The sun shines and it looks like the storm clouds float behind us—until they are directly overhead, blowing rain and wind.
It's cramped quarters—the tent now seems spacious–and cold, and Ophie sleeping in the middle means we're both sleeping at curved diagonals. Forget never having to say you're sorry, love means camping in the back of a truck with a 70-pound dog. We do still love each other in the morning.
It's sunny and slightly warmer in the morning, Sept. 7, so we hike the Swiftcurrent Nature Trail, an easy 2.6 mile loop around the lake that winds through 400-year-old spruce-fir forest and 60-year-old lodgepole pine, planted in the aftermath of a great fire in 1936 (where we see two deer in the first five minutes), and about 1.5 miles up the Swiftcurrent and Josephine Lakes hike (below) before turning around and heading back to the truck (and we finally see a grizzly, rooting around in the dirt, on the road out of Many Glacier).
We drive east, out Highway 464 through the Blackfeet Indian Reservation to Browning, stopping at the Museum of the Plains Indian that showcases historic art of native Americans of the Northern Plains.
It's dry and warmer east of the Rockies, but the endless plains make me feel trapped and anxious to return to the land of lakes and river and mountains to the west.
It's our last day camping in Glacier and we stay at Two Medicine campground where it's quiet and peaceful, finally enjoying a real campfire night.

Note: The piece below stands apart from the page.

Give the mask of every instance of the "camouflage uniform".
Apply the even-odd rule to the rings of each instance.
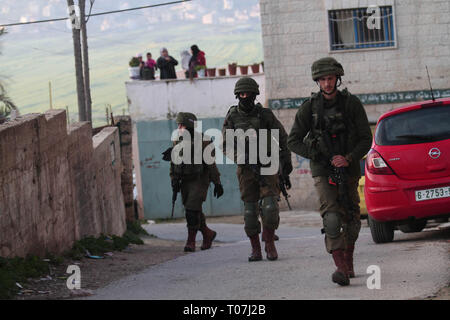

I cook food—angel hair pasta with olive oil and parmesan and a salad—while Patrick tosses a tennis ball to Ophie who runs off-leash once the rangers leave for the night. We eat dinner and drink Rainier beer (because an 18-pack is cheaper than a 6-pack of Mirror Pond and it lasts us all week), and play guitar and sing around the campfire. Ophie sleeps in the dirt near the fire pit. Stars shine brightly overhead. Every night should be like this.
On the way out of Glacier to Yellowstone, we stop by Running Eagle Falls, named after a Blackfeet woman who went on a spirit quest near the falls and received a vision and the power to be a great warrior, leading many successful war parties before being killed in battle, clubbed from behind and buried at upper Two Medicine Lake.
Originally named Trick Falls—in the spring the water rushes over the upper fall, completely hiding the lower fall while later, in the summer and fall, the flow decreases and the water seems to move only out of the lower fall—this site holds religious significance for local Blackfeet tribal members.
Goodbye, Glacier. We will miss you and think of you often.